This problem is from Tao's lecture note on Harmonic Analysis,
(Stein-Weiss inequality) Let $f_1,\ldots,f_N$ be functions with $N\geq 2.$ Show that $$\Vert f_1+\cdots f_N\Vert_{L^{1,\infty}} \lesssim \log N\left(\Vert f_1\Vert_{L^{1,\infty}}+\cdots+\Vert f_N\Vert_{L^{1,\infty}}\right).$$
Also show by example that $\log N$ in the right hand side cannot be replaced by a smaller quantity.
The hint in the exercise says that I can reduce the inequality to showing that $$\mu(\{f_1+\cdots+f_N\geq 1\})\lesssim \log N\left(\Vert f_1\Vert_{L^{1,\infty}}+\cdots+\Vert f_N\Vert_{L^{1,\infty}}\right)$$ with $f_n$'s satisfy $\frac{1}{2N}\leq f_n \leq 1$ for all $n$.
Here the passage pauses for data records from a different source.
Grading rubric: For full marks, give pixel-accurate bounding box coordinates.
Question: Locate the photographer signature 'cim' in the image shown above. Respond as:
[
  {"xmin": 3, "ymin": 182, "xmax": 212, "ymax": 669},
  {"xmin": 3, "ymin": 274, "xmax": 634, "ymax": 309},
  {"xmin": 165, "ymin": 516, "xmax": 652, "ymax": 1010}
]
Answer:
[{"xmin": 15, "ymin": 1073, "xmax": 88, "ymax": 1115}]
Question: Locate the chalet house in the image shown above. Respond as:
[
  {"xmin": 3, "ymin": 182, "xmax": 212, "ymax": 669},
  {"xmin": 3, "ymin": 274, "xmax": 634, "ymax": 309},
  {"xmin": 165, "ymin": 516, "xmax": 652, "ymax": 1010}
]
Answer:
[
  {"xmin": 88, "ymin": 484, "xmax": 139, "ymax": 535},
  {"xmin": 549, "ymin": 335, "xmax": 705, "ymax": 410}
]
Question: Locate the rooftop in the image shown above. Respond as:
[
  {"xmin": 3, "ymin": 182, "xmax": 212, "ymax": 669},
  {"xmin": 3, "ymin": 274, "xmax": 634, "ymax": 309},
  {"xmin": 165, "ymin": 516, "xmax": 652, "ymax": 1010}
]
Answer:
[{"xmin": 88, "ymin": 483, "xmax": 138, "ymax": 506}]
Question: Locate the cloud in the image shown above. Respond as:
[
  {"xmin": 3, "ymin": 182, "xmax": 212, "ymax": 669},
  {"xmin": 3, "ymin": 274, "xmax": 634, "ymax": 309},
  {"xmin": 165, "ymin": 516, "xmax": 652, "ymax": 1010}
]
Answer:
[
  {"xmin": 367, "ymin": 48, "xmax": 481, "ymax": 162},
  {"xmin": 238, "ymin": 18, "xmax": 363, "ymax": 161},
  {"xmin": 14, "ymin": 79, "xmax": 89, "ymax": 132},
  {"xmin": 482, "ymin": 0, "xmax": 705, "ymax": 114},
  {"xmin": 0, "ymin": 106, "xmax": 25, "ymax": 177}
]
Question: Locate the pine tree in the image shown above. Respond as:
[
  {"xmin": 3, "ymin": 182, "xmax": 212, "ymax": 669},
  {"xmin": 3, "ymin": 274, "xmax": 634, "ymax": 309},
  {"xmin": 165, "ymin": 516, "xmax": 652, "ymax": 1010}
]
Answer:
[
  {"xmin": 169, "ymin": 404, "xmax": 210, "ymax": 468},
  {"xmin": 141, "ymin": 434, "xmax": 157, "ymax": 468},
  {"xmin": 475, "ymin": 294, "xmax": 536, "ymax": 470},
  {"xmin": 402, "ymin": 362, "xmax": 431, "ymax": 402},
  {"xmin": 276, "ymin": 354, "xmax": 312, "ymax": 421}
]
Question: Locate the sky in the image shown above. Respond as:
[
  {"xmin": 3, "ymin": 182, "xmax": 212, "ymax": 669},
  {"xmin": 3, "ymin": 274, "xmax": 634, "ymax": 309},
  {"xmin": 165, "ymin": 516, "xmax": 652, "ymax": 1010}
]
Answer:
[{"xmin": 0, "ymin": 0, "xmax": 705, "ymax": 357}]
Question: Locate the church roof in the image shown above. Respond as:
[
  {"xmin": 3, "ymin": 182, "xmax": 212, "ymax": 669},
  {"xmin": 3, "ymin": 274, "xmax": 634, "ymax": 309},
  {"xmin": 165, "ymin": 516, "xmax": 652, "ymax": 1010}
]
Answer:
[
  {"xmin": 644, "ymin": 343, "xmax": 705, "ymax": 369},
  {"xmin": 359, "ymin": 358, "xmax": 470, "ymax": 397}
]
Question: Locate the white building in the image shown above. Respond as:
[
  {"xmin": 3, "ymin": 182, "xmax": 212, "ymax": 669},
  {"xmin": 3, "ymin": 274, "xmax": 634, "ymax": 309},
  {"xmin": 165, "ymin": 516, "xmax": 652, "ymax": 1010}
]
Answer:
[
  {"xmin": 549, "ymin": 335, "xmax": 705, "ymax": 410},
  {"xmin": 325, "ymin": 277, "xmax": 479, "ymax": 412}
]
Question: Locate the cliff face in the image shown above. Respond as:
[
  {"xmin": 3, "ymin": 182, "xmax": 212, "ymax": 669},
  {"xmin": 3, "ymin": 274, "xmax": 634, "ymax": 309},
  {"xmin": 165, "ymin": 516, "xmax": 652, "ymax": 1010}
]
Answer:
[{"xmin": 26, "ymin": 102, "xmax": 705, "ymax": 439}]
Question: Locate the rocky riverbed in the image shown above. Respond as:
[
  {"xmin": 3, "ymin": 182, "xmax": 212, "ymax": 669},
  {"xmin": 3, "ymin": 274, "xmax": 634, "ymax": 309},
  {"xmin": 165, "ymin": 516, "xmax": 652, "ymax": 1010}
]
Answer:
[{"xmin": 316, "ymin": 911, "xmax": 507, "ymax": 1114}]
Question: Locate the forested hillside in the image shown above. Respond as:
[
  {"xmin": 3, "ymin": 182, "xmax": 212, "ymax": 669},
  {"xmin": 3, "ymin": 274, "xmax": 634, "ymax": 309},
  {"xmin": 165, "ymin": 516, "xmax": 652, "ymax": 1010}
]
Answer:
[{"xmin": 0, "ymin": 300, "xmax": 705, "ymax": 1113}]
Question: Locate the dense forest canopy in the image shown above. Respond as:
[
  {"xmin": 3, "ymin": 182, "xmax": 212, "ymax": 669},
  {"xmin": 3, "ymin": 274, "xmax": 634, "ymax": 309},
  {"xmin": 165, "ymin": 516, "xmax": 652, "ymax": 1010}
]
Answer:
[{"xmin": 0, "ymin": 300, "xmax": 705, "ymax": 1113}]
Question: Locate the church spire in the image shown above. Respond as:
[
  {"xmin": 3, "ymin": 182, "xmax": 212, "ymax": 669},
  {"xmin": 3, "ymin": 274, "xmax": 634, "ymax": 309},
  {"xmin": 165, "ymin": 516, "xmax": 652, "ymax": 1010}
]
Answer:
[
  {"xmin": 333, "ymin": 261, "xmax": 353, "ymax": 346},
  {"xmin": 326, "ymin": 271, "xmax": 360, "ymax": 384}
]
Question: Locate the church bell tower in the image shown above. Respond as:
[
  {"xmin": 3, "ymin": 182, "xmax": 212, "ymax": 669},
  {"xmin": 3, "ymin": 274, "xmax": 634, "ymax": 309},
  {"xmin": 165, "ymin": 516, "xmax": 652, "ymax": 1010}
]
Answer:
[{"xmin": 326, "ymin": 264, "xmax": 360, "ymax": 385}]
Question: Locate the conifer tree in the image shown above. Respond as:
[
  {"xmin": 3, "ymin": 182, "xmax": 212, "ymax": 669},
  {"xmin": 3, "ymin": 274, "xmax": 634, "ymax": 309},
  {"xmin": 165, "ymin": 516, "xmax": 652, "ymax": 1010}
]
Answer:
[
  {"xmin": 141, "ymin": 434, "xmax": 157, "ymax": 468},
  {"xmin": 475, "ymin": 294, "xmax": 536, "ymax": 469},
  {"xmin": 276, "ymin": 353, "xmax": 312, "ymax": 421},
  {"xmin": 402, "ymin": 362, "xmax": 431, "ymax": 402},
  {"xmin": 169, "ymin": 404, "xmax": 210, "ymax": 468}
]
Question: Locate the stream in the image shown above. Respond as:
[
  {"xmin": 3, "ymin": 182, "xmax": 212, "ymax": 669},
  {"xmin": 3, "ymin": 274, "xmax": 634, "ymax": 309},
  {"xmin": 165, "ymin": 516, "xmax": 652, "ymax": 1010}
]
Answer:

I already understood this reduction process, but I have trouble proceeding further. I attempted as follows:$$\mu(\{f_1+\cdots+f_N\geq 1\})\leq \sum_{n=1}^N \mu(\{f_n\geq 1/N\})\leq N\sum_{n=1}^N\Vert f_n\Vert_{L^{1,\infty}},$$ but I merely ended up with the factor $N$, which is worse than I needed.
How should I do?
Thanks in advance!